Ce fut donc à titre de largesse qu’il accepta, après s’être beaucoup défendu, le magnifique diamant que le roi lui offrait, et la somme importante qui devait être distribuée à tous les acteurs de la troupe.

Moukounji s’était approché et je fis comprendre à Parvati que je désirais ne pas l’abandonner. Il se tenait le mieux qu’il pouvait, on ne s’aperçut pas qu’il était ivre, et il fut convenu qu’on l’emmènerait à Golconde.

Tous les artistes, dans leurs costumes de spectacle, étaient réunis sur la piste.

Je fis mes adieux, le plus affectueusement que je le pus, mais ils me semblaient déjà loin, loin de moi, comme oubliés, enveloppés de brouillard et de nuit.
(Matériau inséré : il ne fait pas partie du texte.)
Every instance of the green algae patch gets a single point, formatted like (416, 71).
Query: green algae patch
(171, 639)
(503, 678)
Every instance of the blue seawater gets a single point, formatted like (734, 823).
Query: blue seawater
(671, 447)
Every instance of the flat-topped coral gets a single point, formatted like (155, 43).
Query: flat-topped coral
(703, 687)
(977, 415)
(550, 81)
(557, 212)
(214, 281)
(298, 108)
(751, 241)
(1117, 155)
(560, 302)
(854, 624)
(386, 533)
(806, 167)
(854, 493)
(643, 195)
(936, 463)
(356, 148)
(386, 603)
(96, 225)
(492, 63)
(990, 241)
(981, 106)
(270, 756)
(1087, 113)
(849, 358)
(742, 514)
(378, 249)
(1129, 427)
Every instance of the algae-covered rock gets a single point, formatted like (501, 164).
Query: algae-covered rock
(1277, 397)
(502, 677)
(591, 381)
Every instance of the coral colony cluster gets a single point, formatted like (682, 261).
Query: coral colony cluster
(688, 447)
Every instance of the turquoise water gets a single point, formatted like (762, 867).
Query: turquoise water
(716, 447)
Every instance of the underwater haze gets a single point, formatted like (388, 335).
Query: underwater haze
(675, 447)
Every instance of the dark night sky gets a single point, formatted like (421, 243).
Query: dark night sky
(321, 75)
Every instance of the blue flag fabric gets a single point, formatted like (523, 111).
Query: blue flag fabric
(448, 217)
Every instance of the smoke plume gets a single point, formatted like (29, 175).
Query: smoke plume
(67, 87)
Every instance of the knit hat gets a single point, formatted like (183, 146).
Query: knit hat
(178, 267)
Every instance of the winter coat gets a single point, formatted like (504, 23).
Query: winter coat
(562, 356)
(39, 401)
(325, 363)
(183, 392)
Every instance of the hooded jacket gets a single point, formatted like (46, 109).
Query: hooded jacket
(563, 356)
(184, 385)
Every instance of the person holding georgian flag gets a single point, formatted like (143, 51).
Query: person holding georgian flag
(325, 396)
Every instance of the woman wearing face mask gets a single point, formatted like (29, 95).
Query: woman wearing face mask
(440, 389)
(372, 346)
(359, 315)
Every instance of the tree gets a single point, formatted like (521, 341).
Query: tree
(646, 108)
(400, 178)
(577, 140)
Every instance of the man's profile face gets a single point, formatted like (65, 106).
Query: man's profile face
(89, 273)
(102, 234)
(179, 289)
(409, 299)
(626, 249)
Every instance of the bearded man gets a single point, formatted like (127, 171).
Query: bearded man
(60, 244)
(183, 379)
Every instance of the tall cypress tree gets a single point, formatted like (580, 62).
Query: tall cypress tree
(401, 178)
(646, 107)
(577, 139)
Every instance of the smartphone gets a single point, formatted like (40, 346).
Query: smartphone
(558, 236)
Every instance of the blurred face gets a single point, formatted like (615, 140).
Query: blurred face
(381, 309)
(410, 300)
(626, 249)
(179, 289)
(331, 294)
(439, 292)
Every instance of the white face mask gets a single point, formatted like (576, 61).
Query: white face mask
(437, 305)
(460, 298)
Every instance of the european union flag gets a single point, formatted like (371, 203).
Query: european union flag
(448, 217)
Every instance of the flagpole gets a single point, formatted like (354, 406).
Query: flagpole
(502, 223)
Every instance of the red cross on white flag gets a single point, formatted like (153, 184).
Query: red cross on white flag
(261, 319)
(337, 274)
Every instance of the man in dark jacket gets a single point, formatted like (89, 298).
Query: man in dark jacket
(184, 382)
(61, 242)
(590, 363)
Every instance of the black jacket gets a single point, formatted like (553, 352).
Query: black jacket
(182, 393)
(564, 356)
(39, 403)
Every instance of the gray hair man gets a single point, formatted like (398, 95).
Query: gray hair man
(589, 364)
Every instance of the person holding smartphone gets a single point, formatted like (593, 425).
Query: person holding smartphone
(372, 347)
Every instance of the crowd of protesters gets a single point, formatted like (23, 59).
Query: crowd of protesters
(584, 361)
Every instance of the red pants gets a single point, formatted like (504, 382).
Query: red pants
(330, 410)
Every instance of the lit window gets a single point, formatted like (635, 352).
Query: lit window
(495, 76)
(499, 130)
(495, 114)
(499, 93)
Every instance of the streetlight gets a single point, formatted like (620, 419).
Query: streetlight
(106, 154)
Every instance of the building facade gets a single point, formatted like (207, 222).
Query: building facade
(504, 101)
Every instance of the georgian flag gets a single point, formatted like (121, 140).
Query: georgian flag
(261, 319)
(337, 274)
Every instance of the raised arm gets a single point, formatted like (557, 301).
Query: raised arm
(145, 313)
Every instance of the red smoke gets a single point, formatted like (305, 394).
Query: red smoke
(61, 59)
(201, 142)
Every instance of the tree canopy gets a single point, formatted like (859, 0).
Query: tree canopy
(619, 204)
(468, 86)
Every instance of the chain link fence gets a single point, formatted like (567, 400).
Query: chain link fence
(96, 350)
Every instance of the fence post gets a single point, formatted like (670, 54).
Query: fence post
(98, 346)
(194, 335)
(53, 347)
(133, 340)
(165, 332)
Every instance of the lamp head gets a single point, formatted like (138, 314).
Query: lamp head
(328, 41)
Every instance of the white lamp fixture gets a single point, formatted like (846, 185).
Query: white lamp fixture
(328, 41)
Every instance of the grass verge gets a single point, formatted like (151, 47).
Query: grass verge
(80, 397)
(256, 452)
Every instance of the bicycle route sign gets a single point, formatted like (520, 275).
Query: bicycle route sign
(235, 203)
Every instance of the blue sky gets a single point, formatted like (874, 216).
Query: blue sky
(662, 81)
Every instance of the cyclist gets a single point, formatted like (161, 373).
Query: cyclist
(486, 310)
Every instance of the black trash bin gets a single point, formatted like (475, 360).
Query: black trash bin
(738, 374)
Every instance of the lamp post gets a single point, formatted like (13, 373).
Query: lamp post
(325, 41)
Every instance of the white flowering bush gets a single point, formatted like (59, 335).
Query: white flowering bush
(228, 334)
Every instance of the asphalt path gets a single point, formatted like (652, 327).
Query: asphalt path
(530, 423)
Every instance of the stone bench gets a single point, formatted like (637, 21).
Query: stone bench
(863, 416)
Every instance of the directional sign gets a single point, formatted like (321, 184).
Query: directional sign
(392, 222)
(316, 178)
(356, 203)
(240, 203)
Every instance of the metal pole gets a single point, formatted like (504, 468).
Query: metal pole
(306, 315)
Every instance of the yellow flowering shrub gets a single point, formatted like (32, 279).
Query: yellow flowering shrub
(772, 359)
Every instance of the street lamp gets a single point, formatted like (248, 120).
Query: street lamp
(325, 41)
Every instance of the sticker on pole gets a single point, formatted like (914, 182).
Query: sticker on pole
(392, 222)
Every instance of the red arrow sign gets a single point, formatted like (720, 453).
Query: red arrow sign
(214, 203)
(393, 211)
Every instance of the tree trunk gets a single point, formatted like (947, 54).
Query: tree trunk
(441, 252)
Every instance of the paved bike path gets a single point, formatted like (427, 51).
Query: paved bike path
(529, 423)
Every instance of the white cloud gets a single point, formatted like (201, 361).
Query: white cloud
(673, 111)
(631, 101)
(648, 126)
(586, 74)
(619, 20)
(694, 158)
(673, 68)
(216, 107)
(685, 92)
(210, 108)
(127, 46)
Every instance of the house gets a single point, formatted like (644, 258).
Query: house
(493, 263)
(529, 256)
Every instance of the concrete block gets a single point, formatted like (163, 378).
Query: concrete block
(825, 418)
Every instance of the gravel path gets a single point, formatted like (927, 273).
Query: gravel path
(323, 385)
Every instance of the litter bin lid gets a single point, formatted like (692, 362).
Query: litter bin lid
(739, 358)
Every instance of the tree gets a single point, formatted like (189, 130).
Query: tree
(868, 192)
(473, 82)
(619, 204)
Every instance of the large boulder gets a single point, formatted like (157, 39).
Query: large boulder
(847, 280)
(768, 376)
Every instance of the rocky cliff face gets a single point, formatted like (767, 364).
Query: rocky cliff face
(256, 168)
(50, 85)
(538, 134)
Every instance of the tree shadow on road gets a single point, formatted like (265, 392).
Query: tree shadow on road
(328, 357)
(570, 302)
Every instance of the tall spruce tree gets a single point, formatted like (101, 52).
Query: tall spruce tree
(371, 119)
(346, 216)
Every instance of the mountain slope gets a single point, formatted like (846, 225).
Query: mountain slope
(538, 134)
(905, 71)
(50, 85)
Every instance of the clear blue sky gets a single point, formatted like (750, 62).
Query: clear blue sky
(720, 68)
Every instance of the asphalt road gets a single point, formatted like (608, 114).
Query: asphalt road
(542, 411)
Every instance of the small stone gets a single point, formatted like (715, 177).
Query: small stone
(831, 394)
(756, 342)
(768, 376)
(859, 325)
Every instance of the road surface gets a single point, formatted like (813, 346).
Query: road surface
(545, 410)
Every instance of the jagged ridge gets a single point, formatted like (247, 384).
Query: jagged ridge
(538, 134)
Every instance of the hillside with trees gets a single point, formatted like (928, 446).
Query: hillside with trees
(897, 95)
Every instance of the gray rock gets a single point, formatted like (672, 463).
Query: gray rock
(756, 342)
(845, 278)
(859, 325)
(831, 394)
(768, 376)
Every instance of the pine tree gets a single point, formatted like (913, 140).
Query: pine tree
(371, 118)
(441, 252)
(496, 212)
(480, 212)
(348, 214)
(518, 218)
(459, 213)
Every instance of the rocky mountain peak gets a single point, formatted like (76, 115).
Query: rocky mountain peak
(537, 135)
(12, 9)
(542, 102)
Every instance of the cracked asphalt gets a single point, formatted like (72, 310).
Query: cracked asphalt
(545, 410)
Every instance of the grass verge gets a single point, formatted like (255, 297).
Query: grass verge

J’avais retrouvé ma lumière, ma joie, ma vie ; je ne voyais plus que cela et, tandis que les bouchons de champagne sautaient et que les verres se choquaient en mon honneur, ce fut comme dans un rêve que je quittai pour toujours le Cirque des Deux Mondes, absorbé que j’étais dans l’immense bonheur de sentir de nouveau sur mon dos le poids léger de mon adorée princesse, enfin reconquise.